An intriguing finding is that the variables consistently predicting transitions involved clinicians’ judgements of participants’ degree of cognitive (either memory or overall) impairments. This variable was consistently selected as an important predictor, both in our previous study (2), and in other studies (22). Clinicians’ judgements synthesize information that might not be necessarily reported in the UDS, such as the way respondents answer questions, facial expressions and speech utterances, as well as detailed information collected from informants/partners. Although we do not believe that machine learning-based approaches can fully replace clinical judgements, it might be possible to develop algorithms that resemble clinical judgement using information not reported in standard paper-pencil formats. For example, a large number of studies using speech characteristics (linguistic and acoustic) showed promising results in differentiating early-stage MCI subjects from those with normal cognition (2327). Additionally, information about longitudinal medical history free from recall bias might be supplemented by Electronic Health Records (EHR), using modeling approaches similar to those used in this and other studies (28).

Many approaches were proposed to predict conversions using only clinical variables, just like our current study (3034). The analytical approaches and the model performance have been extensively discussed in each study. We would like to emphasize that the choice of a prediction model also depends on the nature of the data the developed model will be applied to in practice, and its usefulness depends on the available data. For example, Bernier et al. used longitudinal “slopes” of cognitive decline and its deviation from the normative decline to predict conversions (33, 34). Using only one global cognitive test is advantageous, but their chart requires at least two data points to obtain the slopes. Our calculator uses data obtained in NACC UDS V3, which takes about 90 minutes or longer to complete and requires trained assessors and clinicians, i.e., is tasking.
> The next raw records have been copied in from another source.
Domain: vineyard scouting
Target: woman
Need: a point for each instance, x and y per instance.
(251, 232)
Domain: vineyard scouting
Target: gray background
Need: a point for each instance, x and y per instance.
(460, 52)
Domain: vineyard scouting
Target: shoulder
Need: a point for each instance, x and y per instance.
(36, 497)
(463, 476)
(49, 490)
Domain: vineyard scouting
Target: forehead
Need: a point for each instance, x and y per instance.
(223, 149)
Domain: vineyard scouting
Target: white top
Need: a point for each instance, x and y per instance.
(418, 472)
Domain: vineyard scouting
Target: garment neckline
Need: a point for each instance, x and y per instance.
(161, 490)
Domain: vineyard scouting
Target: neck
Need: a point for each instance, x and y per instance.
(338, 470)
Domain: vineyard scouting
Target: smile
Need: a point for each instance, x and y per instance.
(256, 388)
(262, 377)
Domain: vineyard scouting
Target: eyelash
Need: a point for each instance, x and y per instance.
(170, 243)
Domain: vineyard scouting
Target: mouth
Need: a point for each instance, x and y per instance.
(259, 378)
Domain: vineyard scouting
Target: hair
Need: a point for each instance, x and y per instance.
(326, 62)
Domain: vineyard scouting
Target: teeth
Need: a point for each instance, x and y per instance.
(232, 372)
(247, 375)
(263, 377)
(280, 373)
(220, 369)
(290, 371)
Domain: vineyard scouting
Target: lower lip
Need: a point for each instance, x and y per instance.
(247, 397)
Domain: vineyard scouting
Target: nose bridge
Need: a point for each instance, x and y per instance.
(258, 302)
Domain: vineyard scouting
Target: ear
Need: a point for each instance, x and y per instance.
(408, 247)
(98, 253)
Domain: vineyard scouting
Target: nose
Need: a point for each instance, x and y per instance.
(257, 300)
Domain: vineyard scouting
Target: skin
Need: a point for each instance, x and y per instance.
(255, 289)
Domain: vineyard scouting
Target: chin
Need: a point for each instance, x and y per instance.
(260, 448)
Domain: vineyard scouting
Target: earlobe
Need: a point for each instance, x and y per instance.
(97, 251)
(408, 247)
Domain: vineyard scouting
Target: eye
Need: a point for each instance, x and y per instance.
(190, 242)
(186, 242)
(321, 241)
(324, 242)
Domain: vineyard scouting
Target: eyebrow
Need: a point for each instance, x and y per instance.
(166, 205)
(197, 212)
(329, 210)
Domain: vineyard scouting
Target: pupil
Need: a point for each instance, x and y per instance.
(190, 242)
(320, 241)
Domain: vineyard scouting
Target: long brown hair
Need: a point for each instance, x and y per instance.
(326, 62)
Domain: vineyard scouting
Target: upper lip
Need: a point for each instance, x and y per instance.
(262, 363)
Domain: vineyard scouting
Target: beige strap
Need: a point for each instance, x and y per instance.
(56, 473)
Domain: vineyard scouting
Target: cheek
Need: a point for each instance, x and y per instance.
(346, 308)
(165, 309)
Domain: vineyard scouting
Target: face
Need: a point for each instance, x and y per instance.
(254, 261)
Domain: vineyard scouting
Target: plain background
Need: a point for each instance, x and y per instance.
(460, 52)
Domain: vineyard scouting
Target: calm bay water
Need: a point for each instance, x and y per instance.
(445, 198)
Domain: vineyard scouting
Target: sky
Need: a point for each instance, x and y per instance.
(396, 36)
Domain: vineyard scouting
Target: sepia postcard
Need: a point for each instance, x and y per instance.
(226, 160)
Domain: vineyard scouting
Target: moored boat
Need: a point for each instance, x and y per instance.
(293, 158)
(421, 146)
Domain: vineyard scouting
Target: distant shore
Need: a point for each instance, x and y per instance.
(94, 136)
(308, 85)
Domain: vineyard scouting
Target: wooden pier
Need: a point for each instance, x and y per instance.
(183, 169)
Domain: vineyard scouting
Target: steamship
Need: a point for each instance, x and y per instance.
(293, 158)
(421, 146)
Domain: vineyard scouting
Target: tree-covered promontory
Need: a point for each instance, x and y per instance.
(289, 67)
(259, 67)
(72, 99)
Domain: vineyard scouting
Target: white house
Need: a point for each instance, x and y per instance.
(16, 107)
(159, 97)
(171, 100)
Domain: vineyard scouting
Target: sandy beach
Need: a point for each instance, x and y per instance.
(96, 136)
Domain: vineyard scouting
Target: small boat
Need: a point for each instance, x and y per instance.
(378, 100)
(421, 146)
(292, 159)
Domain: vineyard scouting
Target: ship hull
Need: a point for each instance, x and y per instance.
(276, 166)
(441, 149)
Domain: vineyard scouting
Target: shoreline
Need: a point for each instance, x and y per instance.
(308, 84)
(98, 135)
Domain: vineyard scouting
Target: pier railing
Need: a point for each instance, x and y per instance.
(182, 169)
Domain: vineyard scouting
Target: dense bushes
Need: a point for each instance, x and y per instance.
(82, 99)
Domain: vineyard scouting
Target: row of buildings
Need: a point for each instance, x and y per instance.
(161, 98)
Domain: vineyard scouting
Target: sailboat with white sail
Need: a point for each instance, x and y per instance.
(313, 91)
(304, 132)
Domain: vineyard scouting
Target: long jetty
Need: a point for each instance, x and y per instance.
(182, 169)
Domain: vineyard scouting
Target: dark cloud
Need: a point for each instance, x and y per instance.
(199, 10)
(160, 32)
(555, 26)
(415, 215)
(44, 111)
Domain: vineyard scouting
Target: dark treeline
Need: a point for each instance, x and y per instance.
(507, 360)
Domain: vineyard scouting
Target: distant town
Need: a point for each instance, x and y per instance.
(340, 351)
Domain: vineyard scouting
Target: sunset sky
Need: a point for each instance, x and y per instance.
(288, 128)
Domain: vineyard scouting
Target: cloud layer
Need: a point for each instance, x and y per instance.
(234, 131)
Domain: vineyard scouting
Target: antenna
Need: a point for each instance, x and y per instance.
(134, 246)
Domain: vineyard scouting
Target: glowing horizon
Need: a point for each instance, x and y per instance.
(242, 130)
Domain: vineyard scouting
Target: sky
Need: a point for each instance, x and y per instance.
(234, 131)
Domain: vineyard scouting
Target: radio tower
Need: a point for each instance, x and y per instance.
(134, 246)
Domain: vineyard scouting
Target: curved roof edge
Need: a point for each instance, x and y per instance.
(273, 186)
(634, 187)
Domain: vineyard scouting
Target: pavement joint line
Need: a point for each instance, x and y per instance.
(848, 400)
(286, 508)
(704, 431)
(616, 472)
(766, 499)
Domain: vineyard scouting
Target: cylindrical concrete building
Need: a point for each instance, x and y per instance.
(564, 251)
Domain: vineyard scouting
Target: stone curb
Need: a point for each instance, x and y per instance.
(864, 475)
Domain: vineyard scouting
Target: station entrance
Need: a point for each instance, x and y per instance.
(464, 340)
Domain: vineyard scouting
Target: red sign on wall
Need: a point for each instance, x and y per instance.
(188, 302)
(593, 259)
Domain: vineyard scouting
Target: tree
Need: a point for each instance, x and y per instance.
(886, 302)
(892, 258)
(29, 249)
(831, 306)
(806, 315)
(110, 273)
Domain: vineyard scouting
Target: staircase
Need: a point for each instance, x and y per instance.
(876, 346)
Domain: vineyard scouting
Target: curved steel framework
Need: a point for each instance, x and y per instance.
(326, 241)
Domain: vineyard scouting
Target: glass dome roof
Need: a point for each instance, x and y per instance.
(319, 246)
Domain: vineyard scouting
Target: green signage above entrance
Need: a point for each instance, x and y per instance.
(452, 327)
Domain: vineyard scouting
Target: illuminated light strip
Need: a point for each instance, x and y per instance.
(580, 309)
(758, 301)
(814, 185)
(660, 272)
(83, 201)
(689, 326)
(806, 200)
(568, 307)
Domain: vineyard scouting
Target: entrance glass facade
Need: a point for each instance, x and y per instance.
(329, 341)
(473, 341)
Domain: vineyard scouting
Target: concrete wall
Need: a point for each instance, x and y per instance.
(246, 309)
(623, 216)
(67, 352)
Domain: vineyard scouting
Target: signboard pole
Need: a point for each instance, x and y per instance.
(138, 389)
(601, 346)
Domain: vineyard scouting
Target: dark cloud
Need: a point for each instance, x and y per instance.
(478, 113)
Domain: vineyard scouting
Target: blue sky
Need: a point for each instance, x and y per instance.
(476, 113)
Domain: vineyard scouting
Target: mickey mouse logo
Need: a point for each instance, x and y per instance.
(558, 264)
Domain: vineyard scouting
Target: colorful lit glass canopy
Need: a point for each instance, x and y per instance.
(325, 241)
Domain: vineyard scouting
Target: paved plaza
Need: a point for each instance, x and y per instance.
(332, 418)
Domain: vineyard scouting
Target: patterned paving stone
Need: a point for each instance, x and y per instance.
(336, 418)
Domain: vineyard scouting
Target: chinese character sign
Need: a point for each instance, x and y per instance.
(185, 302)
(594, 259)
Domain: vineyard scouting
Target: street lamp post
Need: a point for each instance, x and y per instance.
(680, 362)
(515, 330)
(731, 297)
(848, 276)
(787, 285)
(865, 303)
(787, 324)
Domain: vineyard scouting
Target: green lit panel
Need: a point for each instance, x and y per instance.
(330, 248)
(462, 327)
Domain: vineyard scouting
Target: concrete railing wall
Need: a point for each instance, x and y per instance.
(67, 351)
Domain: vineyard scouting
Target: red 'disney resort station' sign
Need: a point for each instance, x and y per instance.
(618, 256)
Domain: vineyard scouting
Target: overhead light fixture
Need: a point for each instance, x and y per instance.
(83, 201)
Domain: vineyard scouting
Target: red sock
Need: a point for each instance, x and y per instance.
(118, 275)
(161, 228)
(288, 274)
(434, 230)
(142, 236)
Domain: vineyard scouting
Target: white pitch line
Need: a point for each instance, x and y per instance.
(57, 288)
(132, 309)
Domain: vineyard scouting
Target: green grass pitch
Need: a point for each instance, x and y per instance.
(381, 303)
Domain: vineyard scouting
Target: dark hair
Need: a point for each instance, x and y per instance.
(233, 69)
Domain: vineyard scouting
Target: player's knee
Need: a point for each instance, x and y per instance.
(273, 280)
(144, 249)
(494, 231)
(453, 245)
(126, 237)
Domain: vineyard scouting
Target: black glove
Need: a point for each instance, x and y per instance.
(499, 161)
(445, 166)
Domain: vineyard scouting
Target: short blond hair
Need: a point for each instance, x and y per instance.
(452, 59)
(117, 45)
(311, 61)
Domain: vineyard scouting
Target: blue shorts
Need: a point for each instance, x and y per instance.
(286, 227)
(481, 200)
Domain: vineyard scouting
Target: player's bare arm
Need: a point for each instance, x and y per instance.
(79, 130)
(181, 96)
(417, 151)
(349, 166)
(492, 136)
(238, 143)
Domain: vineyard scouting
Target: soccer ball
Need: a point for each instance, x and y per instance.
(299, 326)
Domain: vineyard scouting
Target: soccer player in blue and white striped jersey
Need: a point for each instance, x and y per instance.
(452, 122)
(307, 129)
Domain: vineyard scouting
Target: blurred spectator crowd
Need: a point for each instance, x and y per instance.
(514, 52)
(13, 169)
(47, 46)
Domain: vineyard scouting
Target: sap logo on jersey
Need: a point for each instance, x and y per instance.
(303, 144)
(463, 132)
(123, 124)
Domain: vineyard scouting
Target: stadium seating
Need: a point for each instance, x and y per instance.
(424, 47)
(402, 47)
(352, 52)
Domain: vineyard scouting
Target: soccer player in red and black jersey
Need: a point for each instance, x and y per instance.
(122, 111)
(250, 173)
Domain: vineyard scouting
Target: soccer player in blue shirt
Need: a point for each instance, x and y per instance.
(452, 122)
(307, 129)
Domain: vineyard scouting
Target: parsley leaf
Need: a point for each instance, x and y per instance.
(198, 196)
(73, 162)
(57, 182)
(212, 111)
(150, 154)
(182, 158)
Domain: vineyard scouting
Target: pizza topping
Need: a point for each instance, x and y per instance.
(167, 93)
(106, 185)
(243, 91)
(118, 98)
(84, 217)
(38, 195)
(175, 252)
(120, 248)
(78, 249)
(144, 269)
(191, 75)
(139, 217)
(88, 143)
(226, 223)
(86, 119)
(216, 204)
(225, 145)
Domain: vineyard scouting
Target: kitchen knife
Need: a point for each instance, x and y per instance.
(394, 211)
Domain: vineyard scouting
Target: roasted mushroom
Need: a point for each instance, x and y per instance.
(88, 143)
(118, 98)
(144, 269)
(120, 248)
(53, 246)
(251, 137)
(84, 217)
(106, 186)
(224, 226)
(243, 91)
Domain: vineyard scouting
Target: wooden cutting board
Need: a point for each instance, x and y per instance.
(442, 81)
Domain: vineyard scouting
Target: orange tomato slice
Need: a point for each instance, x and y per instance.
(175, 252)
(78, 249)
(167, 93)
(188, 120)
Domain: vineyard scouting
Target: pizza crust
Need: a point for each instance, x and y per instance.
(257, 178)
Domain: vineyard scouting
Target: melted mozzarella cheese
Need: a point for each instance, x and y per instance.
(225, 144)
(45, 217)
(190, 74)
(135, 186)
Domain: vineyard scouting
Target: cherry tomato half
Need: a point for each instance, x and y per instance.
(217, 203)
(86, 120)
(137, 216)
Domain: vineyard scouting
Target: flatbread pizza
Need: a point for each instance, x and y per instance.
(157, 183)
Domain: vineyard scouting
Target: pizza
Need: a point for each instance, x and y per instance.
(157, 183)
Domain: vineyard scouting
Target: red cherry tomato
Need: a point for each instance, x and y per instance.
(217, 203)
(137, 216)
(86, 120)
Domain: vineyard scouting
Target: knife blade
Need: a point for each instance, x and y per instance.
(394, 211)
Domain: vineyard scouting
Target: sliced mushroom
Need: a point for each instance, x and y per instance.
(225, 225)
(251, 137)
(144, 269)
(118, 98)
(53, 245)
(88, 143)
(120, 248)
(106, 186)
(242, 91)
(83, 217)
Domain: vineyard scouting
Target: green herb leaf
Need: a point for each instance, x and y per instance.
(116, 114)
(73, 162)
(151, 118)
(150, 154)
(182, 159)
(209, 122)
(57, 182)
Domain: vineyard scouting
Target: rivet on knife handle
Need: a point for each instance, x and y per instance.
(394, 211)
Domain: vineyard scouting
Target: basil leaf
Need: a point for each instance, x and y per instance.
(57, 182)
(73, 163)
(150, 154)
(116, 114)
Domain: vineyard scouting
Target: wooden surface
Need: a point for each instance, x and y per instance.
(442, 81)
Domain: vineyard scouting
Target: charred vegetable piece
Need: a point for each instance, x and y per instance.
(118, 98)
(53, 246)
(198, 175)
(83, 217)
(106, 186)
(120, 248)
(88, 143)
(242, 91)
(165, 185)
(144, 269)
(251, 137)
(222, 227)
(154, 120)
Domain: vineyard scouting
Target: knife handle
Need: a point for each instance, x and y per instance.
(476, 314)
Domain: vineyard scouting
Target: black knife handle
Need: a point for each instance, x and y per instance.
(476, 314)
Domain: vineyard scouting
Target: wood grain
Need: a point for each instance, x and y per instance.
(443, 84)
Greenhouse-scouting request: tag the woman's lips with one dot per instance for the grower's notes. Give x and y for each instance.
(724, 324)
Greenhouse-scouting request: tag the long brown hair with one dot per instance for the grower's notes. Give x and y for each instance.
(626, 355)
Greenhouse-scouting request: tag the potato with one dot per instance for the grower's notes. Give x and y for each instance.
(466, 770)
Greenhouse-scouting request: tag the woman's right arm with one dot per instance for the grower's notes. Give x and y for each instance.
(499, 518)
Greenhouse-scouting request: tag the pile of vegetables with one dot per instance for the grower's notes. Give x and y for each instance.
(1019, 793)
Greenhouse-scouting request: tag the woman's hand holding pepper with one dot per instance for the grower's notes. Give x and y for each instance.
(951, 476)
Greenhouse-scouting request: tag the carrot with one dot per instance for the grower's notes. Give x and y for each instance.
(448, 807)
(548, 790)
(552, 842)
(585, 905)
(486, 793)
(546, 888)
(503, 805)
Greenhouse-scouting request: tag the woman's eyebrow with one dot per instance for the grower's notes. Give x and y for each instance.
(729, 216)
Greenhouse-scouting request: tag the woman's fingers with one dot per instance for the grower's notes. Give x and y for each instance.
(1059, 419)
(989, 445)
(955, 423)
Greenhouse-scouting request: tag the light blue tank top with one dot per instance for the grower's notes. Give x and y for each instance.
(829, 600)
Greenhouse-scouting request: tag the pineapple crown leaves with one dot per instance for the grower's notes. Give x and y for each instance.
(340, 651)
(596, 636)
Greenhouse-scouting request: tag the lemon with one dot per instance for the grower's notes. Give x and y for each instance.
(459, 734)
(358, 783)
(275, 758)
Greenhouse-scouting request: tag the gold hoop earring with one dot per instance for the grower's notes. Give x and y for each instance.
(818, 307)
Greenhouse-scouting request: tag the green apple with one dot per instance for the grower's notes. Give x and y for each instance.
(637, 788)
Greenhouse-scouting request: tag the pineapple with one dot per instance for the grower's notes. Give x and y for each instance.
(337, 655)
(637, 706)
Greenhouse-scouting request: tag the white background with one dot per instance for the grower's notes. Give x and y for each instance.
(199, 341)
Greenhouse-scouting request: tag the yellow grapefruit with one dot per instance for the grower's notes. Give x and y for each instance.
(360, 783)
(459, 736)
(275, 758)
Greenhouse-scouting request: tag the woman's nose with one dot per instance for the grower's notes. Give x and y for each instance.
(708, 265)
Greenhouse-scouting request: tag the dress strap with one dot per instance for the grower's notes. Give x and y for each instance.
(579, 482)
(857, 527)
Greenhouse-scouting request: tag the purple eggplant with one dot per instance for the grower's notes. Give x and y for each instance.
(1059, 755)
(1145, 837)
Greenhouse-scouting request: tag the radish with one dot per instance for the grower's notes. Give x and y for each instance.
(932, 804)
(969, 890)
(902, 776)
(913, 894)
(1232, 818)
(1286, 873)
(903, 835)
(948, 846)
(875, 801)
Therefore, our approach is practical when patients come from ADCs or memory clinics where NACC UDS is routinely used. We anticipate that patients who are interested in enrolling in anti-amyloid and other drug trials are likely to be referred to memory clinics. The trial study coordinator can enter the data into the calculator to estimate the likelihood of clinical progression within a short interval for the study enrichment and/or pre-screening for biomarker assessments.

There are limitations to this study. Each AD Center enrolls participants in the NACC research cohort according to center-specific priorities. The cohort used in this study is not a representative group of the elderly population in the USA. The participants are skewed towards higher income and education strata. Certain racial and ethnic groups in the general population at risk of MCI or AD were also underrepresented. The generalizability of our results is limited and the probability calculator may not be applicable to other cohorts. We used linear models and thus captured only the linear relationships between the predictor variables and target variables in this study.

Conclusion

Drawing on the most recent version (UDS V3) of uniformly collected data from all NIH-funded Alzheimer’s Disease Centers in the United States, we identified a small set of clinical variables which strongly predict transitions from normal cognition to MCI within 4 years and from MCI to AD within 2 and 3 years, updating our previous work (5). We developed a user-friendly conversion probability calculator that can be used for clinical trial enrichment and/or pre-screening for subsequent assessment of biological markers.